Earlier I wrote about the media’s (and public’s) infatuation with scandalous fatawa, like the “gang rape” fatwa currently making its rounds. This latest fatwa story made its way into English via an article in [Human Events] which attributed the fatwa to “Salafi Sheikh Yasir al-‘Ajlawni,” currently residing in Jordan and formerly in Damascus. Another piece by the same author links to a March 12 article on tayyar.org as its source. Ten minutes of digging produces an earlier March 11 article in Jordan News, naming the Salafi Sheikh as “Yasin al-‘Ajlawni,” currently residing in Irbid, Jordan. The article includes comments from a “Yasin Ahmad Yasin al-‘Ajlawni” who explains the backstory of his fatwa. He explicitly denounces calling for the rape of Syrian non-Muslim women and states that his fatwa called for protecting Syrian women from the rapes committed by the Syrian army itself.
The latest development comes in an April 7 article in Independent Catholic News concerning Aleppo’s Christian community. It includes the following:
Fr David [Fernandez, a missionary of the Institute of the Incarnate Word] said: “Yesterday, Yasir al-Ajlawni – a Jordanian Salafi sheikh, resident in Damascus, released a fatwa on Youtube, declaring that it is lawful for opponents of the regime of Bashar al-Assad to rape “any Syrian woman not Sunni. According to the sheikh, capturing and raping Alawi or Christian women is not contrary to the precepts of Islam.”

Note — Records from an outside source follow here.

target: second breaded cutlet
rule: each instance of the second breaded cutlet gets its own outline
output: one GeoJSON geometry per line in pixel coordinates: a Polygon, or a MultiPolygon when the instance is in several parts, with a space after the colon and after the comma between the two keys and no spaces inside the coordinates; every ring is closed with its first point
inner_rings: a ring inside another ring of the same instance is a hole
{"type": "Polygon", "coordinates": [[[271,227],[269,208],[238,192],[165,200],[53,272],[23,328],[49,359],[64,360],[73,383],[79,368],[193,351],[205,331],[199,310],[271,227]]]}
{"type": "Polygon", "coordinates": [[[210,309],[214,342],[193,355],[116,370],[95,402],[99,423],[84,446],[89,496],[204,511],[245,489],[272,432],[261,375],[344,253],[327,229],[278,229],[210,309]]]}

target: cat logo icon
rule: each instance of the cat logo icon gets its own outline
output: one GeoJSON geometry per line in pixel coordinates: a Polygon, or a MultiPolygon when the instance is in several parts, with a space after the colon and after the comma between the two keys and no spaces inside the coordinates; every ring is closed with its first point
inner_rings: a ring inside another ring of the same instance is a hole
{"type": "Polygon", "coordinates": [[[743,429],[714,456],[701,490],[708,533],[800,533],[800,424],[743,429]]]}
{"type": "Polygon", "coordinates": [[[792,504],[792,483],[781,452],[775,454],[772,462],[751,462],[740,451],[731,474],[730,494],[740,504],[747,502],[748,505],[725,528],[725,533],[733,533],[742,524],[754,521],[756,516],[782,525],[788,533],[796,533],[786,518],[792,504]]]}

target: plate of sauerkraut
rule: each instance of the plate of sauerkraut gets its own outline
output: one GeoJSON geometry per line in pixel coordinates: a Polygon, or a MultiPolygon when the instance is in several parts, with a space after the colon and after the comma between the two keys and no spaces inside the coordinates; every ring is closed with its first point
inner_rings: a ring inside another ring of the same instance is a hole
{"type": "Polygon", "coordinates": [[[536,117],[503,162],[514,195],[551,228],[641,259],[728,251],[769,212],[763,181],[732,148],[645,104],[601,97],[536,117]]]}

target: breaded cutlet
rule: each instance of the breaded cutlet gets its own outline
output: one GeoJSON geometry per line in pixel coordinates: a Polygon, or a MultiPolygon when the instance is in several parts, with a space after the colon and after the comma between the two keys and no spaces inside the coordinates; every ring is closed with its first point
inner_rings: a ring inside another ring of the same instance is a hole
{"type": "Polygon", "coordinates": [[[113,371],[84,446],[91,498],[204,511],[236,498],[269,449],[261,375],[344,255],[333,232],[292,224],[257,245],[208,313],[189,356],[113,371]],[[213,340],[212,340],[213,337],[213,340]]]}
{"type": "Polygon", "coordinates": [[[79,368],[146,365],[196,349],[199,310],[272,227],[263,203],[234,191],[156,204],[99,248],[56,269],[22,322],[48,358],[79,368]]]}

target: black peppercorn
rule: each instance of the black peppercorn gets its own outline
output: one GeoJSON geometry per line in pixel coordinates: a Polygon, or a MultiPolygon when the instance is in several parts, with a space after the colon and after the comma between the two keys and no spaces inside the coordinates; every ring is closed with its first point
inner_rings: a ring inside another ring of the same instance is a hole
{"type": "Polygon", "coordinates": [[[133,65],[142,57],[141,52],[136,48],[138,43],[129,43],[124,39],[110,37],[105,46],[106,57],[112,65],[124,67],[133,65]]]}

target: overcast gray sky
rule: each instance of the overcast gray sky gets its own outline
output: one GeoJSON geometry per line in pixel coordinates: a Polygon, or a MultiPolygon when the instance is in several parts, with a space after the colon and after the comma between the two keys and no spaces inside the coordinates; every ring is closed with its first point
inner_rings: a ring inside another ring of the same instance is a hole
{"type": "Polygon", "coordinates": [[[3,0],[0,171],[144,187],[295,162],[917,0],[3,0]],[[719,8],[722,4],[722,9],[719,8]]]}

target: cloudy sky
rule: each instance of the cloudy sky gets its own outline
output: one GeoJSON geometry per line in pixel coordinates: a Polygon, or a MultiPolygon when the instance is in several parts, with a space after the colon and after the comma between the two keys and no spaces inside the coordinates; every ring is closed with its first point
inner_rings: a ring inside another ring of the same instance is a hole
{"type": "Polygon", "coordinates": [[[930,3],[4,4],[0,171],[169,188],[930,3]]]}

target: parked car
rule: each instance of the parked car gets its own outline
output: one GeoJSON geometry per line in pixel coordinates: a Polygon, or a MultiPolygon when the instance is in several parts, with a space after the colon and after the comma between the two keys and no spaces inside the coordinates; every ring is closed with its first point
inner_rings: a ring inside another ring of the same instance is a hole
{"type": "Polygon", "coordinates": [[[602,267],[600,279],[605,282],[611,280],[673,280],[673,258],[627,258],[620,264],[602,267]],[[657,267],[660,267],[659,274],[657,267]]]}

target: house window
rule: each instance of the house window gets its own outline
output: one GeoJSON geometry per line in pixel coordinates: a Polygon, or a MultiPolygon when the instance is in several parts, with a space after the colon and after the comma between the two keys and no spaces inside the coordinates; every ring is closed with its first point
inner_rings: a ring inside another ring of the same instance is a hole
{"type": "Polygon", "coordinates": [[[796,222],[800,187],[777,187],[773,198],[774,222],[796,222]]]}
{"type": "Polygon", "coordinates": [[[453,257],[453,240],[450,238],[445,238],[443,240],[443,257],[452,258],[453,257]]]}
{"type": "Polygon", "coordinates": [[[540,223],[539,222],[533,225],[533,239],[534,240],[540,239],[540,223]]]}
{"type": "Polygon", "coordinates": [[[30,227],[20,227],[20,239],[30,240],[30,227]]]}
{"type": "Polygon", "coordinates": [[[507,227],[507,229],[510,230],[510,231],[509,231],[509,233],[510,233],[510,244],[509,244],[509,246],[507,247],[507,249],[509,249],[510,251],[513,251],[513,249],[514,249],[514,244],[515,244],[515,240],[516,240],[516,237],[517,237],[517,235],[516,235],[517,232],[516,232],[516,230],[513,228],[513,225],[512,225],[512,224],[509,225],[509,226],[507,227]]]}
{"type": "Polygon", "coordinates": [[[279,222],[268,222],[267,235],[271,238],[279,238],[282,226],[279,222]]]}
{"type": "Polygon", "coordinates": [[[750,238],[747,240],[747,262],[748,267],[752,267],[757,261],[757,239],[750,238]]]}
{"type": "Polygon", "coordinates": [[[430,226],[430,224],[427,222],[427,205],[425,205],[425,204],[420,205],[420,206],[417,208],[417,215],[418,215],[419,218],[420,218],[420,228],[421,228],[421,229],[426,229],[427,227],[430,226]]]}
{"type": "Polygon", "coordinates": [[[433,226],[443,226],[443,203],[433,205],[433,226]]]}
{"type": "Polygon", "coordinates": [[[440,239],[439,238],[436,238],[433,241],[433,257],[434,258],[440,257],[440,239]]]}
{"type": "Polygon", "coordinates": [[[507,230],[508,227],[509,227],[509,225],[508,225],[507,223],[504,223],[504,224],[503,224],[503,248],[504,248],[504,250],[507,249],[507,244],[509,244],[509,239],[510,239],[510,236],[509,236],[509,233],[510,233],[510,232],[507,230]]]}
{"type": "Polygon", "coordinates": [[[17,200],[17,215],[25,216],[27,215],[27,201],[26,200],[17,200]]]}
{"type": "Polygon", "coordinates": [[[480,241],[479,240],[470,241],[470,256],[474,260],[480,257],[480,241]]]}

There is much wrong with this claim. First, the Jordanian Salafi would be “Yasin al-Ajlawni” not “Yasir al-Ajlawni.” Second, he is a resident of Irbid, Jordan, not Damascus, Syria. Third, Yasir al-Ajlawni denied making such a fatwa. Forth, the fatwa he referred to predates April 6 by many weeks.
There is a story here. But the story is not about actual gang rape fatwas but rather the use of hoax fatwas in the propaganda war against the Syrian opposition.